Scrollando una pagina social così il senso di insicurezza vola come falco alto levato, eppure i dati della Polizia di Stato a Verona sono incoraggianti: “Si rappresenta che i dati interforze sulla delittuosità nella provincia di Verona, aggiornati al 31 marzo 2022, indicano un aumento del numero totale dei delitti pari al 18,0%. Tale crescita risulta motivata, almeno in parte, dal fatto che nel 2020 le limitazioni alla libera circolazione dei cittadini, imposte per fronteggiare la pandemia da Covid-19, avevano contribuito ad una significativa riduzione del numero di reati in tutto il Paese, compresa la provincia scaligera. Con la progressiva eliminazione di tali restrizioni si è registrata anche una ripresa della delittuosità che, in termini numerici, resta comunque al di sotto dei valori rilevati nel 2019, anno precedente all’emergenza pandemica”.

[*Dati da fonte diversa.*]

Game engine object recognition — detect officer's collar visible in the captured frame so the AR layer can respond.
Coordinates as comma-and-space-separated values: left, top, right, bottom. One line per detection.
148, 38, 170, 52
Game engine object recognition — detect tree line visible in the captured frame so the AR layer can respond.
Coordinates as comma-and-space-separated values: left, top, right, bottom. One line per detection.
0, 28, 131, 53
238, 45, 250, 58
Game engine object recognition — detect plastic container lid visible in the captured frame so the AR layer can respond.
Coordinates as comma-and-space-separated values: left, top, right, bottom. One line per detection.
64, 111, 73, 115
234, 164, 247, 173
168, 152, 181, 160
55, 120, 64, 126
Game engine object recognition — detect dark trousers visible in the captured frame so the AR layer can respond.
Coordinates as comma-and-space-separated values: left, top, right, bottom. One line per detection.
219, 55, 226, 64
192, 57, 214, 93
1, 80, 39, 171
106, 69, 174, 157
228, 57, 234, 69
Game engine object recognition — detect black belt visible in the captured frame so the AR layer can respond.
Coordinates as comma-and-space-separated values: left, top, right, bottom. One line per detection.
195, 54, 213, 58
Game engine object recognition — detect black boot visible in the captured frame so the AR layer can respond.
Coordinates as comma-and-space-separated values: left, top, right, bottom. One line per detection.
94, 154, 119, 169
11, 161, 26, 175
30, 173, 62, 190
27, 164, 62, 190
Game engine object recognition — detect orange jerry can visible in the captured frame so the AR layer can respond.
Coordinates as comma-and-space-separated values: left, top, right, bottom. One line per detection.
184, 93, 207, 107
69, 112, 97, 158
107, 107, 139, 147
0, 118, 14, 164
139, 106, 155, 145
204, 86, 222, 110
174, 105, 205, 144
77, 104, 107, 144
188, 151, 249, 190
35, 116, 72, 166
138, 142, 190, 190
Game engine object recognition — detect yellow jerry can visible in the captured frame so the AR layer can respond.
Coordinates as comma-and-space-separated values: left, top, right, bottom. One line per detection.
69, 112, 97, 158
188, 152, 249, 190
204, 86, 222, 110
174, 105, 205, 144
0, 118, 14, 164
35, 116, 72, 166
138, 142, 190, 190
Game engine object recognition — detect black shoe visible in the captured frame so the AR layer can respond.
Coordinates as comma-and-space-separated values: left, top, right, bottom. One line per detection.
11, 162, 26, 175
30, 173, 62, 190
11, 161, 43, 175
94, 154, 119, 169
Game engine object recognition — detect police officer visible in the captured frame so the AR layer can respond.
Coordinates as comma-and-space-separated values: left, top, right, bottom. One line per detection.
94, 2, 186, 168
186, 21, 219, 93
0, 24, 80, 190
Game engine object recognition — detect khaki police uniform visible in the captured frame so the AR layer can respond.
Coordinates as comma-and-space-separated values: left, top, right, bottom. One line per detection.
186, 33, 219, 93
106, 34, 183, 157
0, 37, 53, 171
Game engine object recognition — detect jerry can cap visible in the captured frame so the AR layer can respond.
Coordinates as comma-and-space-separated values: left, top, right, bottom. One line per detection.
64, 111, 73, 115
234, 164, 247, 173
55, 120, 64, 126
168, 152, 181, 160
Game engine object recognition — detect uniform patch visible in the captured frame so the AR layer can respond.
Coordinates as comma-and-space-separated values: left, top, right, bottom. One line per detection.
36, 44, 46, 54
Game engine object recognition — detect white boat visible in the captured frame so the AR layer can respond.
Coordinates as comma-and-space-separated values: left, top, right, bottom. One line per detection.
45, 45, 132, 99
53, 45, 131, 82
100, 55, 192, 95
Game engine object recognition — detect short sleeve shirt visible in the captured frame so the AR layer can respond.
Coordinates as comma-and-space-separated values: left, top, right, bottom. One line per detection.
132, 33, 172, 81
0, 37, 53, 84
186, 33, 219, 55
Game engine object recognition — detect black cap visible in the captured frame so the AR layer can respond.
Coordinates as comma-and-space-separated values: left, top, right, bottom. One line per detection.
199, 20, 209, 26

Arriviamo così all’apparente paradosso del sindaco di Piacenza che, a fronte di un calo consistente (constatato dallo stesso Primo Cittadino) dei reati nella sua città nel 2022 e nel 2023, chiede comunque un ulteriore presidio dei militari in stazione. Dato che Caivano ci ha dimostrato che nessuna limitazione è possibile per i social, per ottenere qualche risultato ci vorrebbero dunque interventi concreti dello Stato per far percepire, anche visivamente, la presenza delle forze dell’ordine sul territorio e incidere così sia sulla sostanza che sulla percezione stessa della sicurezza. È quanto sta accadendo?

Pare di no. Nulla di concreto è stato finora fatto per sanare il deficit delle risorse umane della polizia che andranno in pensione tra il 2023 e il 2024; i fatti di Caivano in concreto hanno restituito un documento pieno di buone intenzioni e nessuna vera decisione né tanto meno risorse. Così, pur nel miglioramento dei dati nazionali (e locali a Verona), la mancanza di presidi visibili e “palpabili” nei luoghi più a rischio e una comunicazione della rete così aggressiva può rendere più comprensibile – anche se ovviamente non giustificabile – come il cittadino possa decidere di farsi giustizia da sé.